'Make in India' has caught the imagination of business houses, media, and investors. It is difficult to say with certainty that this has turned into tangible Foreign Direct Investment (FDI) inflows or high intent to set up manufacturing projects in India. 'Make in India' is a powerful concept. India will be a large consumer market, one of the largest business-to-business markets and one of the largest businesses-to-government markets in the world.
Very few countries have scale in all three areas. India also has a large base of entrepreneurs. All this makes India a perfect role model for frugal innovation in emerging markets.
India is a $1.9 trillion economy and at current growth rates we will be around $6 trillion in 2034. We have the potential to be a $10 trillion economy in the next 20 years if we encourage manufacturing and innovation in select sectors. We will need to create a million jobs every month in the course of this journey.We need to do six things if we want India to be an innovation leader for emerging markets and a $10 trillion dollar economy by 2034.Branding will be integral to this journey. We cannot be a low-cost producer of goods and services forever. We will need to move up the value chain and use technology, consumer insights and brands to capture value via innovation. This will need a different mindset. This will mean a move to design thinking, to think sensory appeal, to think the concept of consumption and enhancing the value in packaging. India is weak on a number of these dimensions because we have historically placed price, distribution, efficiency and market capitalisation ahead of creativity, business models and brand value.
We will need to rethink the ecosystem. This will require an active shift in thinking the complementariness of big and small as opposed to an opportunity limiting big versus small paradigm. India is a big market for most goods and services and will be a bigger market this decade. We need to think scale on this journey.
Encouraging sub-scale activities will not generate value. We need to develop ecosystems where the big and small work together to build scale. This principle is relevant in FMCG, automobiles, electronics, telecom and many other categories.
The German model of big and small companies working together in their competitive automobile ecosystem is a good model. India has close to 50 million MSMEs (Micro, Small and Medium scale enterprises). Ninety-five per cent of MSMEs employ less than 10 people, and the remaining five per cent employ between 10 and 100 employees. These MSMEs are rich in ideas and initiative but poor at accessing capital and human talent.
The government has set aside Rs 10,000 crore in the last budget for MSMEs. This is a good start. MSMEs in the technology area have high management capability but in other areas, the big companies will need to help the small ones build capability.
If a nation wants to be innovative for the masses, mobile technology is a must. India has the second-highest base of digital products in the world. A smartphone coupled with UID (unique identification), low data charges and easy access to the Internet will be a boon to innovation in business models. A mobile business model will be a default business model in India and the country will be the gateway for this revolution. Africa and many emerging markets will leverage this after India.

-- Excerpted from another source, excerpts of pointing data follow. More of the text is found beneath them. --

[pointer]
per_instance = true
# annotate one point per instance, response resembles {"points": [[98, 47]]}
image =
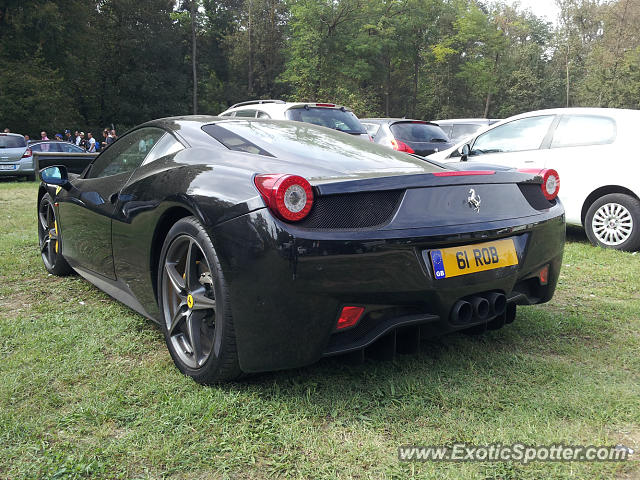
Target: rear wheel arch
{"points": [[166, 221], [41, 193], [600, 192]]}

Technology can play a positive disruptive role in health and education services. India's investment in health and education is less than four per cent of GDP and an old brick-and-mortar approach to these two sectors will need billions of dollars. Infusing technology here is the innovation and this innovation again has legs to sprint not just to emerging markets but developed ones as well since every country grapples with the same problems.India can be the hub for breakthrough value innovation in durables. The small car will be the start. When India and Tatas master the small car, they will set off a revolution in many other durables. This concept of frugal but efficient durables will be a significant theme of the future. This will need India to redevelop its industrial and technical training Institutes and will mean a significant overhauling of the current analog curriculum to a new digital one. This digital capability will flow into services too and India will be uniquely placed in the world to offer a good mix of digital and physical services in the requisite sectors. India also has the ingredients to be a hub for small passenger jets.
India has a strong base of institutions for higher education and scientific studies. We could encourage cross-fertilisation of ideas and open these higher-level institutions to business. This will be a big plus for India since only a few countries like the US and China can leverage similar advantages. This unique connect and develop model can be a source of leverage and a gateway to emerging markets looking for a support system.
Innovation needs diversity and India has rich diversity. We will have three generations in the workplace this decade and that will give us a significant balance and advantage. Our ability to tap into the base of talented women will be a model for emerging markets. Our ability to tap into the wide spectrum of socioeconomic and cultural groups will be another advantage for Indian innovation.
India will not have all the capital or savings needed for this investment. According to the World Investment Report 2014, India got just $28 billion FDI out of a global pool of $1.45 trillion last year. India's rightful share should be much more than that every year. We need to kick start a virtuous cycle of innovation, investment, job creation and consumer surplus. India is well placed to harness most of the enablers. If we do this right we could translate 'Make In India' to 'Innovated in India' by the turn of this decade.